As this search takes place an associate walks by and says to our friend, “Hey Nobby, I’ll be at the Rex at 4pm to get on, you gunna be there?”
“Friend of yours Nobby?”
“Don’t even know the bloke. Yeah, see ya Fitzy. Like I said boss, I’m clean.” Just then some small balloons filled with powder fall out of one the pockets attached to his sweat soaked ski parka.
“So, I suppose you are going to tell me you are a balloon clown on your way to a street performance?”
“How did you guess boss?”
I won’t bore you with the rest of the story, but I can guarantee you did not see this gentleman adorn the celebrity pages of one of ninemsn with the headline, “Heroin to Helium. How filling balloons saved my life.”
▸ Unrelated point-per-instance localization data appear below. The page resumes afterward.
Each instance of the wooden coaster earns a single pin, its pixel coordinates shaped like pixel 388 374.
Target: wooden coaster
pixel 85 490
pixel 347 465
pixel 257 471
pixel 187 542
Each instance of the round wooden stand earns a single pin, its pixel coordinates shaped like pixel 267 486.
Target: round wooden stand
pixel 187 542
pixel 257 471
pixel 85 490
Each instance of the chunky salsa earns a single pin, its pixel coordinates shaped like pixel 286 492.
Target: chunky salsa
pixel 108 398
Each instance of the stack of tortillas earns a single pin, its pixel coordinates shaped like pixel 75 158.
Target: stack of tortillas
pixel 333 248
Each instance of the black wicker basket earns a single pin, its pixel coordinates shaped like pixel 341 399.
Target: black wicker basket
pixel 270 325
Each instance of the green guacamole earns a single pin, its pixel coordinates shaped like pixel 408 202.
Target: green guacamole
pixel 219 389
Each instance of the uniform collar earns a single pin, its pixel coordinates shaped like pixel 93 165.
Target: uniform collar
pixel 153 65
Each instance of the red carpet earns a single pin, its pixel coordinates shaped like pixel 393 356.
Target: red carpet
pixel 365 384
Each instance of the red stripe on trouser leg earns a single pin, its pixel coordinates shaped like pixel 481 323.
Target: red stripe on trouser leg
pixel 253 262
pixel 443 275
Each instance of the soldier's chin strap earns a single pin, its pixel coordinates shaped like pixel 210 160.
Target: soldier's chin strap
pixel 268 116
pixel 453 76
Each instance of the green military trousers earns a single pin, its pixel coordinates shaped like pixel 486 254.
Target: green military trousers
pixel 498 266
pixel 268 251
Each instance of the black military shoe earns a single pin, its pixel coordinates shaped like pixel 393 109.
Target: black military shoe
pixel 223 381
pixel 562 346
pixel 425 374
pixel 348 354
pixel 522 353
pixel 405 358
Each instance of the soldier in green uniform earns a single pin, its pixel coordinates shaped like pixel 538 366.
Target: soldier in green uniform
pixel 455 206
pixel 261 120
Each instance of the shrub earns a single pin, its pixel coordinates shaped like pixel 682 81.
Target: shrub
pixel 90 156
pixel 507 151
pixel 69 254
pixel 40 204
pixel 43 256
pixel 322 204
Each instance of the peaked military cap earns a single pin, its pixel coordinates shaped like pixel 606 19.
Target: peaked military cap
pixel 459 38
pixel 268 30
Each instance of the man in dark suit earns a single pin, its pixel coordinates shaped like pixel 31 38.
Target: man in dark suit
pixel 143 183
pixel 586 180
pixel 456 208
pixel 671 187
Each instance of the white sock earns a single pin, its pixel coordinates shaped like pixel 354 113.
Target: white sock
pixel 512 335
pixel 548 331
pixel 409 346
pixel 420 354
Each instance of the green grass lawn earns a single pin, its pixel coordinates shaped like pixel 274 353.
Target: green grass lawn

It appears that these days, addictions and rehab sleep- overs are all the rage and help to make you famous. Rising above adversity is noble and full of merit, however, I just hope that the easily influenced generations these ‘drugs to fame’ stories are aimed at realise that glamour and perceived wealth is not a natural bi-product of stupidity.
My eight minutes disappeared very quickly, as did my kebab. Our ‘would be’ famous actor maintained his remorseful yet seductive smile as I closed the pages. The thing that I’m miffed about is that his fifteen minutes of fame was longer than my lunch break. Happily I was soon back to showing owners how to sell their own home. Hey, maybe there is a Kebab Rehab?! I do love them a bit too much.